Reuters has confirmed that RIM co-founders Jim Basillie and Mike Lazaridis have confirmed in a hastily conducted series of phone interviews held on Saturday that they have stepped down from their shared CEO and Chairmanship roles from the company they founded with immediate effect.
Their immediate replacements are former Siemens executive Thorsten Heins and former TSX head Barbara Stymiest, who previously held a position on the Board of Directors for the embattled company before moving to the chairmanship position yesterday.
The company has seen its once dominant position in the wireless industry nearly fade in the face of its competition, with the iPhone and Android proving to be increasingly popular for both consumers and business users.
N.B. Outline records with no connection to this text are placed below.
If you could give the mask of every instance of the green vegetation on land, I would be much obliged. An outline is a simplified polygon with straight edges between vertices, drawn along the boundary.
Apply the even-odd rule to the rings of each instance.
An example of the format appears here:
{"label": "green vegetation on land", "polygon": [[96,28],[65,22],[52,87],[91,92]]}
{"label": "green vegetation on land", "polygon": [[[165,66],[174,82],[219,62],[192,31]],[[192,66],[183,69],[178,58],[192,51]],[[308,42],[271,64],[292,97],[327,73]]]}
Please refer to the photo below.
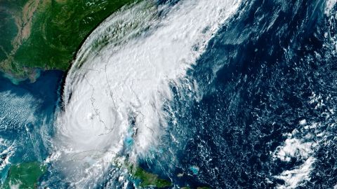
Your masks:
{"label": "green vegetation on land", "polygon": [[37,68],[67,69],[91,31],[136,1],[1,1],[0,71],[32,78]]}
{"label": "green vegetation on land", "polygon": [[37,188],[39,178],[46,171],[46,166],[41,165],[39,162],[12,165],[1,188]]}
{"label": "green vegetation on land", "polygon": [[140,187],[154,186],[163,188],[172,185],[170,181],[159,178],[158,175],[149,173],[140,167],[131,165],[130,169],[132,176],[141,181]]}

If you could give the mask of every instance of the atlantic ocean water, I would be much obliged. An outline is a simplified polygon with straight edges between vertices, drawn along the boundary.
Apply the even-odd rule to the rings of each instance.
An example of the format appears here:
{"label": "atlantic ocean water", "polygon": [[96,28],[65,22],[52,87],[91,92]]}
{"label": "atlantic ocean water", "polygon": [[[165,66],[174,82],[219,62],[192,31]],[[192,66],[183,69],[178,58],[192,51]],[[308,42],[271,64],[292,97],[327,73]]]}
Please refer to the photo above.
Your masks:
{"label": "atlantic ocean water", "polygon": [[336,10],[331,1],[243,2],[190,85],[171,83],[168,133],[143,165],[192,188],[336,188]]}
{"label": "atlantic ocean water", "polygon": [[333,0],[124,8],[62,84],[58,71],[0,79],[1,174],[44,161],[42,188],[139,188],[133,164],[168,188],[336,188],[336,11]]}

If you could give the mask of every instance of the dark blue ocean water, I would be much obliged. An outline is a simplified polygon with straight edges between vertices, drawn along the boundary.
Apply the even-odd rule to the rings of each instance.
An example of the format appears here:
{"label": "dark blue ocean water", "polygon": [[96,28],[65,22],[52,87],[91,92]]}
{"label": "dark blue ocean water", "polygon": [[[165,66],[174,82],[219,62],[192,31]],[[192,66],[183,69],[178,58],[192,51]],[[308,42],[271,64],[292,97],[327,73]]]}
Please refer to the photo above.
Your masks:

While RIM has attempted multiple times to reinvent its BlackBerry line to attract consumers with the latest attempt in devices based on BlackBerry 7, the company has met little more than disinterest in the general market while Android and iOS continue to erode its competitive advantage with business customers.
RIM has also attempted to enter the equally competitive tablet market with its BlackBerry PlayBook, but not without making major mistakes along the way, such as requiring the use of a BlackBerry device for full functionality and not having a native email client available for standalone use, while developers have cited a completely developer hostile environment to develop applications for the tablet, notably the lack of native development tools and the reliance on third-party frameworks for development that lack the power necessary to develop complete applications.
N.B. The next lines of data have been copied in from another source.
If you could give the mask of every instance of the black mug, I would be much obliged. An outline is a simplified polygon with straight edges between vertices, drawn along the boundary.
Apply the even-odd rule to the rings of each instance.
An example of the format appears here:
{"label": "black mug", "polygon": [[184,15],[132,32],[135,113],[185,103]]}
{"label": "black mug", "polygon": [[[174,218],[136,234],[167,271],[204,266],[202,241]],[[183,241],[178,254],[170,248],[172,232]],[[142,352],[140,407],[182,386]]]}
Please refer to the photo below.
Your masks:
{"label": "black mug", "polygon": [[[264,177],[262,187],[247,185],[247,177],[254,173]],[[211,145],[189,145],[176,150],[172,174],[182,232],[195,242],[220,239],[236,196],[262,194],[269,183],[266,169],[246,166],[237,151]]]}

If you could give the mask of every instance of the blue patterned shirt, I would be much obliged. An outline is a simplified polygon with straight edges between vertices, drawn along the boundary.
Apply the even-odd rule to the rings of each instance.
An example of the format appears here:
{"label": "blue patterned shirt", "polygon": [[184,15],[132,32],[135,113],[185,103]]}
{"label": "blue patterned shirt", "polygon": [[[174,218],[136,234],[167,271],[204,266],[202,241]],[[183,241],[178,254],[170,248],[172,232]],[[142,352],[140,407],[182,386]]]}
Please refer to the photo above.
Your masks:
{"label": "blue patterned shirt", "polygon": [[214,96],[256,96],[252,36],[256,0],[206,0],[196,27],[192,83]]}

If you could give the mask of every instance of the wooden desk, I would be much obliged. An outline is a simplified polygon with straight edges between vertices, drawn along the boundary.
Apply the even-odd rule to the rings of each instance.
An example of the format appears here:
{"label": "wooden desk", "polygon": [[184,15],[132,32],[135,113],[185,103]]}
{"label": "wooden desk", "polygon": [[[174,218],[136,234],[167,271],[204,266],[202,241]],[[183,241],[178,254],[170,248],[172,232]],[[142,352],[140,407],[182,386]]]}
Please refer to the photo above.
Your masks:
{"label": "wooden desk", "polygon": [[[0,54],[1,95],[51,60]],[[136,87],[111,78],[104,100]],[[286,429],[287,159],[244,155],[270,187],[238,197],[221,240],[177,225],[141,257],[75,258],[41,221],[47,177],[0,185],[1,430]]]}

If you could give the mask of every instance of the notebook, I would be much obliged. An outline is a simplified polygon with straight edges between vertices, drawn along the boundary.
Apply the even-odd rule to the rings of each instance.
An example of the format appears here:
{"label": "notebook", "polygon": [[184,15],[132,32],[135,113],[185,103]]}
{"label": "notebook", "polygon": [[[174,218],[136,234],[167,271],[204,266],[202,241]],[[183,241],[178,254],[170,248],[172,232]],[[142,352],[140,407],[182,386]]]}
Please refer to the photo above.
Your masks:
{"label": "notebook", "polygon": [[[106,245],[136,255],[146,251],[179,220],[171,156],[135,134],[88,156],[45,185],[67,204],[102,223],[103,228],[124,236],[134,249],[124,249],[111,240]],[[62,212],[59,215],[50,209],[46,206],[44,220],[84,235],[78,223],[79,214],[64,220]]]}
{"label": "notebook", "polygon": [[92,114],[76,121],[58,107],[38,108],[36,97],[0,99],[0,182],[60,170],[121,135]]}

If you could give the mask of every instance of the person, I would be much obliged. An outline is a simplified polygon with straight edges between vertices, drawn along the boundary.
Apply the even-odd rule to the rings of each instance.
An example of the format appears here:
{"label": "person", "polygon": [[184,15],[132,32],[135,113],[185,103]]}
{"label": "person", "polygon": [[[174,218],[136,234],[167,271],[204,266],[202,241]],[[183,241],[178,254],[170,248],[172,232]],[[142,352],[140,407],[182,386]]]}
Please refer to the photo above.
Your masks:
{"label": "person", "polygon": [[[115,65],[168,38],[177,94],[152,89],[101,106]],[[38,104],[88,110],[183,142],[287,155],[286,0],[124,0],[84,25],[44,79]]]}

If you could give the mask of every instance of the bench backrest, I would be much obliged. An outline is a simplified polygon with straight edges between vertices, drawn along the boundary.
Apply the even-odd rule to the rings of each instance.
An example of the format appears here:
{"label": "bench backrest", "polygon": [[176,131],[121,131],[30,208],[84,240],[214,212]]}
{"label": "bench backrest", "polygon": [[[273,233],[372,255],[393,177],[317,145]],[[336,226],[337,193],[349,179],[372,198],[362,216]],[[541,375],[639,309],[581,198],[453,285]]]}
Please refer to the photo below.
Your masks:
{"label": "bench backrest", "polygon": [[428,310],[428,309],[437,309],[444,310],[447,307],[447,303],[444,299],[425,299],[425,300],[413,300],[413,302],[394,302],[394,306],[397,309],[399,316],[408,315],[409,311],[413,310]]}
For its part, RIM has continually promised that the above issues would be addressed next month with the long-awaited release of the PlayBook 2.0 update, but the company is currently selling the tablets at firesale prices and even took a $485 million loss on unsold inventory last year, adding to the problems that the company is currently dealing with.
With the stepping down of Lazaridis and Basillie, this also represents the end of an era at RIM as both men oversaw the growth of the company from a small company developing paging systems for commercial and freight customers, into an enterprise darling and pop culture icon once consumers adopted the BlackBerry en masse in the mid-2000s, before the launch of the iPhone.
Currently, the company is said to be working on its latest update to the BlackBerry operating system in BlackBerry 10, which is said to be based on QNX like the currently available PlayBook, but has suffered a major setback in terms of availability due to the lack of the necessary chipsets needed to produce commercial designs that won’t be available until mid-year for sampling, delaying the retail launch until the end of the year. As RIM is relying on BlackBerry 10 to save its current business model and compete against the iPhone and the whole of Android, having the co-CEOs step down in the middle of the transition marks a response to mounting internal and external pressure, rather than any long-planned transition.